沉默半刻,蒋柔不想提这个,转了话题,“你们怎么样?”
“我们?who?”
“你跟战一白……”
“什么啊?!你别乱说!我跟战一白?人家在清华。”
“清华跟感情有什么关系啊?你还没跟他表白吗?”
“不,万一表白了,老同学都没得做。”
“从初中到现在,你们老同学还做得少吗?不做就不做了!”
“那不行!”
两人有一搭没一搭地聊着,情绪都好了许多。大学跟高中截然不同,两个校区,她们不能像曾经在课间时说小话,碰面都少。
现在,好像回到高中的时候——有时候在麦当劳写作业,写得累了,也是这样喝着可乐聊天,再说些八卦琐事。
……
“你有没有后悔过?”
“什么?”蒋柔说。
“其实以你的成绩,就算上不了清华,肯定能上你喜欢那个财经院校吧。”
蒋柔说:“我的成绩?我最后没有考好,离七百分差不少呢。”
“那是因为你高三都在陪你对象,今天他舅舅去世,明天他腿受伤,后天他嘤嘤嘤闹脾气……”
蒋柔说:“喂!!”
“跟陆湛没关系的,我还有个那么小的妹妹。“蒋柔认真地说:“我妈身体不好,我爸工作又那么拼命,他们都不舍得我去南方。”
“好吧好吧。”
宋贝珊说不过她。
气氛一时有些闷。
窗户外好像飘起了零零落落的小雪。刚开学,离考试遥远,学生们出来玩得不少,小广场亮着莲花型的橘黄路灯,映着透彻的雪光,很漂亮。街边的一对小情侣在喝同一杯奶茶。
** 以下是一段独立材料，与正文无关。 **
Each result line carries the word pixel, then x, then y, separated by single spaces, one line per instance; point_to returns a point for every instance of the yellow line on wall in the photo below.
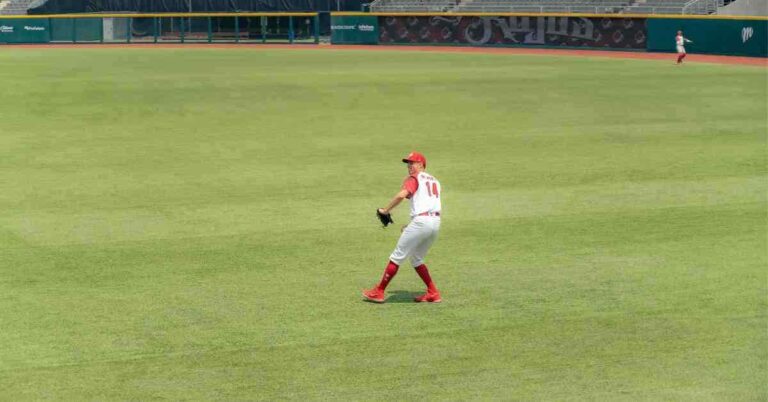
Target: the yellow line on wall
pixel 584 15
pixel 158 15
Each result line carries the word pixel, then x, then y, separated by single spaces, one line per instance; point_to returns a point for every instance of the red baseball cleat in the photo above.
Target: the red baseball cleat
pixel 429 297
pixel 375 295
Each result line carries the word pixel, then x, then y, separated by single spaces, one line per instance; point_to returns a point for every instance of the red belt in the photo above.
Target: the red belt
pixel 429 214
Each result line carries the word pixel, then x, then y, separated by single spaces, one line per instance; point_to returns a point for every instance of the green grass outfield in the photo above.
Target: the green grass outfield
pixel 198 224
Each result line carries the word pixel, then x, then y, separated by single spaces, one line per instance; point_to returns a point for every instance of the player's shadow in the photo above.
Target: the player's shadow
pixel 402 296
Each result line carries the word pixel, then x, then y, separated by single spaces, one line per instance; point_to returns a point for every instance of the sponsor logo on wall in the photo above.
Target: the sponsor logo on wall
pixel 361 28
pixel 523 30
pixel 746 34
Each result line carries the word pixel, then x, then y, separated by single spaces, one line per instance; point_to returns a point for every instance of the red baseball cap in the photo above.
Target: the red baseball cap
pixel 415 157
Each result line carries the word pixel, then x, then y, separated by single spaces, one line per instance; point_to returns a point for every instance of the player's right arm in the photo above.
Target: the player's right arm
pixel 409 187
pixel 399 197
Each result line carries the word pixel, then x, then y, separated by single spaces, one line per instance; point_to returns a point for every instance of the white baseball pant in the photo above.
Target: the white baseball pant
pixel 416 240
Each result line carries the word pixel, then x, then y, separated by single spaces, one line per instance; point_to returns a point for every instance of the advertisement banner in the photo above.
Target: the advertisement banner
pixel 726 36
pixel 354 30
pixel 592 32
pixel 35 30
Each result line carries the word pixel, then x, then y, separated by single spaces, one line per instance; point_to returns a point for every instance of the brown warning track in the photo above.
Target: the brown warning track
pixel 692 58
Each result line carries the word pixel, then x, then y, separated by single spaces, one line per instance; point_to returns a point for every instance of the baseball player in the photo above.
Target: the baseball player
pixel 680 42
pixel 425 193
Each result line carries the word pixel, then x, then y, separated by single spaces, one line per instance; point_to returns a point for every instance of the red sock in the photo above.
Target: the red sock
pixel 389 273
pixel 424 274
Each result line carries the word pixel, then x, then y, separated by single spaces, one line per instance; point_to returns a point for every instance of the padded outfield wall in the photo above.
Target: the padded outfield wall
pixel 725 35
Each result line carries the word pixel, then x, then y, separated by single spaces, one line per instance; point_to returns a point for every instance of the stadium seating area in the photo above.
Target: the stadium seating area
pixel 570 6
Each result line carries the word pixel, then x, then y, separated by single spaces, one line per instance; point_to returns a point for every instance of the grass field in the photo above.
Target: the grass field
pixel 198 224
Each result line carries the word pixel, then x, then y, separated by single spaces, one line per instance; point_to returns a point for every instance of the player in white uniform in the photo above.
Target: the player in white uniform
pixel 680 42
pixel 425 193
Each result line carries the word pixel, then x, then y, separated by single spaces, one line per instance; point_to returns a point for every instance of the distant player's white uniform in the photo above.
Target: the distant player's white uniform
pixel 425 194
pixel 680 42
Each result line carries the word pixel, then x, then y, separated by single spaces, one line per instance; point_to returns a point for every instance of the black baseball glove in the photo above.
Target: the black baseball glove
pixel 385 219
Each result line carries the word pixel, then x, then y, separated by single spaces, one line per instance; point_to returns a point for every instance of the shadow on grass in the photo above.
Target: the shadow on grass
pixel 399 296
pixel 402 296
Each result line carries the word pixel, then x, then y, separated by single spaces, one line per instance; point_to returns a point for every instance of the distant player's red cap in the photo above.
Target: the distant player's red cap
pixel 415 157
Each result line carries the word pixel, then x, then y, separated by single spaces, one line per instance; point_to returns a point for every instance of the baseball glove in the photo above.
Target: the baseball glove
pixel 385 219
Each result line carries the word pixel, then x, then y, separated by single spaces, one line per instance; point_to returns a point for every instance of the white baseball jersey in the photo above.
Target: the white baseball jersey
pixel 426 198
pixel 416 239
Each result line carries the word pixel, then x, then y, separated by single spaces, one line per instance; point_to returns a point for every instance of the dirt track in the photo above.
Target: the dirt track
pixel 692 58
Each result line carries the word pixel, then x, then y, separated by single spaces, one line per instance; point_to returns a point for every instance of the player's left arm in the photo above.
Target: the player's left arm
pixel 399 197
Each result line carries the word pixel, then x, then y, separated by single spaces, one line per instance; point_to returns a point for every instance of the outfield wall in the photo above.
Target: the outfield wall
pixel 725 35
pixel 162 28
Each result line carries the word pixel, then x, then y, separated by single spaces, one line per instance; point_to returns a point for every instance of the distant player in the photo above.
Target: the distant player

“我们走吧。”蒋柔拿餐巾纸擦了擦嘴唇,说:“时间也不早了,咱们回学校吧,我明天上午还有课,下午要去公司实习。”
“好。”
两个人收拾好包包出去。
三月中旬,风里掺杂着雪花的凉意,蒋柔转身匆忙,迎面撞上一道身影,对方正匆匆往店里跑,这一下撞得实在不轻。
蒋柔晕乎乎的,捂着额头,气喘吁吁地看着对面的人。
“对不起。”男人歉意道。
宋贝珊喝酒了冲冲的,“你眼睛瞎啊!?看不见我姐妹!”她气势汹汹抬起头,在看到男人格外俊美的相貌后将嘴边的话收回去,娇娇地说:“没事呀帅哥。”
蒋柔:“……”
她也跟着看了一眼,只觉得对方个头很高,说:“走吧。”
“没事吧?”
男人却扶住她的胳膊,蒋柔霎时麻了下,不是因为那只手,而是因为耳边如天鹅绒般华丽的声音。磁性醇和,又有十分动人的质感。
最关键的是,普通话非常标准,很温柔。
蒋柔是声控,但很快收敛心思,“没事。”
走出酒吧,宋贝珊回头瞄了眼:“刚刚那个小哥哥好帅。”
“有战一白帅吗?”
“那肯定没有,不过比你们家陆湛帅。”
蒋柔:“你别提他啦!”
“真的很帅,你看见他的睫毛了吗?那么长那么长,像芭比娃娃一样,像是混血。”
蒋柔不在意地嗯了声,忍不住又看了眼手机,还是没有动静。
那么多“对不起”,为什么他就不能回复一下呢。
蒋柔的心又一点点冷了下去,她仰起头望着天空的雪花,细细碎碎的,洁净得不沾一点尘埃。
还是这座城市的雪花,从十六岁起,每一年都和他看过的雪,一样的雪。
蒋柔眼睛发涨,克制着极其委屈的情绪,挽起老朋友的手,“走了。”
迎着寒风没走两步,身后的小酒吧传来一首熟悉的歌,嗓音温柔低沉,有着淡淡的沧桑。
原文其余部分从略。